I manifestanti hanno assalito con forza il commissariato, lanciando acqua e bottiglie di latte, mentre la polizia ha risposto con lacrimogeni e granate stordenti. Martedì la polizia ha confermato la morte di Floyd appena dopo il suo ricovero in ospedale e il capo del distretto locale, Medaria Arradondo ha annunciato che ii 4 agenti responsabili della morte di Floyd erano stati licenziati. Nel frattempo il sindaco di Minneapolis, Jacob Frey, ha criticato duramente l’operato della stessa polizia, dichiarando che “Essere neri negli Stati Uniti non dovrebbe equivalere a una condanna a morte”, Frey si è espresso anche in merito ai responsabili effettivi dell’omicidio dell’afroamericano, chiedendo come mai l’uomo che ha tenuto il ginocchio sopra il collo di Floyd – Derek Chauvin -, uccidendolo, non sia ancora in prigione.
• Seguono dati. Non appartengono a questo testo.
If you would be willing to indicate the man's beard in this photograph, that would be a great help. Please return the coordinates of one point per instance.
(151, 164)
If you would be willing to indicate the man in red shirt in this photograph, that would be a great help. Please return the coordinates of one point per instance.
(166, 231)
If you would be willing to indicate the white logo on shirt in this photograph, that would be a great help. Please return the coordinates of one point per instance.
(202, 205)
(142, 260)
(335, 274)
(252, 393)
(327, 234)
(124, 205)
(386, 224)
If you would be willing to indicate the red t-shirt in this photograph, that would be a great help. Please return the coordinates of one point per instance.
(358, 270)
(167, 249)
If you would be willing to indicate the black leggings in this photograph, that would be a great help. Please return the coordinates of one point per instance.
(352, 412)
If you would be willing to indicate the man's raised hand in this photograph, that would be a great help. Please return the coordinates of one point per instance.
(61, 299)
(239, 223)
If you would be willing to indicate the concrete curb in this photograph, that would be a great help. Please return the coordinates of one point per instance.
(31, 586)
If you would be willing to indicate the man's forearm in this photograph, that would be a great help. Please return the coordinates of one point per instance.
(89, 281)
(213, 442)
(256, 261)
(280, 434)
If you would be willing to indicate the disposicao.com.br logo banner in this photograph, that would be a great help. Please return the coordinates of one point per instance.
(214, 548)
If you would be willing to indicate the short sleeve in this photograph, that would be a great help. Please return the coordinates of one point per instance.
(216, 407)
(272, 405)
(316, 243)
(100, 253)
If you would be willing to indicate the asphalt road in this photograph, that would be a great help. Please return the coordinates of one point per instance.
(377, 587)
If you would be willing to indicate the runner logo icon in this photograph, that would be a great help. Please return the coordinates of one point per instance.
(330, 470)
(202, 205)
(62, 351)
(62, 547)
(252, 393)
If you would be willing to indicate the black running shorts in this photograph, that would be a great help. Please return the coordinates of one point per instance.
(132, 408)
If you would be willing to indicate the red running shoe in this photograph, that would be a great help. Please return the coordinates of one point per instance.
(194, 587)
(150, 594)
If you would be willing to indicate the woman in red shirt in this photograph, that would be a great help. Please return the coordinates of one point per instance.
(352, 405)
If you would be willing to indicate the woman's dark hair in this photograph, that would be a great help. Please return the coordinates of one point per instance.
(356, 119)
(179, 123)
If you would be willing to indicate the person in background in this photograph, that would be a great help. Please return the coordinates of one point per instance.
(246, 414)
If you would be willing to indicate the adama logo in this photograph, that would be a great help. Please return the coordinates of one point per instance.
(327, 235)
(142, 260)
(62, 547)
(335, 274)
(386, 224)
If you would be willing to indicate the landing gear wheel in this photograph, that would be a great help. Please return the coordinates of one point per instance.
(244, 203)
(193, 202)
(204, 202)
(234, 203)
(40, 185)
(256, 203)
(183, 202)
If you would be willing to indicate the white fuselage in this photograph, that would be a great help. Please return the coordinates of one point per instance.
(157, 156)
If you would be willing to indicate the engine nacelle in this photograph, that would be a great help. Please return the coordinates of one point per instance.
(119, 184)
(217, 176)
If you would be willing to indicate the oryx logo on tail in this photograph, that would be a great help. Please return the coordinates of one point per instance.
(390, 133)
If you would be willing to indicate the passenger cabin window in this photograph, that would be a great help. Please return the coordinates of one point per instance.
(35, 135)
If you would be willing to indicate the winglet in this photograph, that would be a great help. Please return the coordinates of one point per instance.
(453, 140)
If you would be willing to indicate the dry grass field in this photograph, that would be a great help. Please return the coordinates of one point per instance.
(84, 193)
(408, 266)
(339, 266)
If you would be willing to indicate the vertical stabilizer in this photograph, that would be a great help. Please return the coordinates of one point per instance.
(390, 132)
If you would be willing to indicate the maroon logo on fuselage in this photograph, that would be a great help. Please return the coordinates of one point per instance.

La città, col passare delle ore, è diventata teatro di nuovi scontri piuttosto violenti, tanto che questa mattina (orario italiano), di notte negli USA, alcuni manifestanti sono riusciti ad entrare nel commissariato di polizia ed hanno appiccato un incendio. Ma in tutta l’America sono iniziate le rivolte di piazza, a New York e Los Angeles sono state arrestate 40 persone che si sono mobilitate per protestare contro la morte di Floyd e di altri uomini e donne di colore. Nel frattempo il presidente degli Stati Uniti Donald Trump, dopo un primo momento di apprensione, è diventato letteralmente furioso, scagliandosi contro il primo cittadino di Minneapolis, “un debole sindaco della sinistra radicale”, intimandogli di recuperare il controllo della città minacciando l’invio della Guardia Nazionale: “Se iniziano i saccheggi – ha detto Trump – noi dobbiamo iniziare a sparare”.
Gran parte dei manifestanti ha mostrato in piazza e nelle strade il cartello con scritto “Black lives matter” (le vite dei neri sono importanti), e “I can’t breathe”, le parole pronunciate da Floyd mentre era a terra negli ultimi minuti di vita. Entrambe le frasi sono ben presto diventate virali sui social nonostante Black Lives Matter sia un movimento già esistente da circa 7 anni, ovvero dal giorno dell’assoluzione di George Zimmerman, che sparò al diciassettenne Trayvon Martin il 26 febbraio 2012. Anche in quel caso ci furono diverse rivolte nelle strade e il movimento in questione ne fu considerato responsabile, diventando poi, in modo decentralizzato, una fazione politica attiva nelle elezioni del 2016, facendo partecipare molti attivisti a dibattiti che hanno preceduto il voto di novembre. Gli oppositori al Black Lives Matter considerano il movimento completamente sbilanciato e poco incline a parlare ugualmente delle sorti toccate alle donne di colore.
Nelle ultime ore la polizia di Minneapolis ha arrestato un giornalista della CNN, Omar Jimenez, anch’egli di colore, che stava svolgendo un reportage dai luoghi in cui era divampata la protesta. Jimenez è stato rilasciato dopo poco tempo, con le scuse del governatore del Minnesota Tim Waltz. Nel frattempo il vicepresidente del consiglio comunale di Minneapolis ha dichiarato che l’incidente occorso a Floyd è stato l’ennesimo caso di razzismo sistemico, una forma di intolleranza che potrebbe trasformarsi in emergenza per l’ordine pubblico.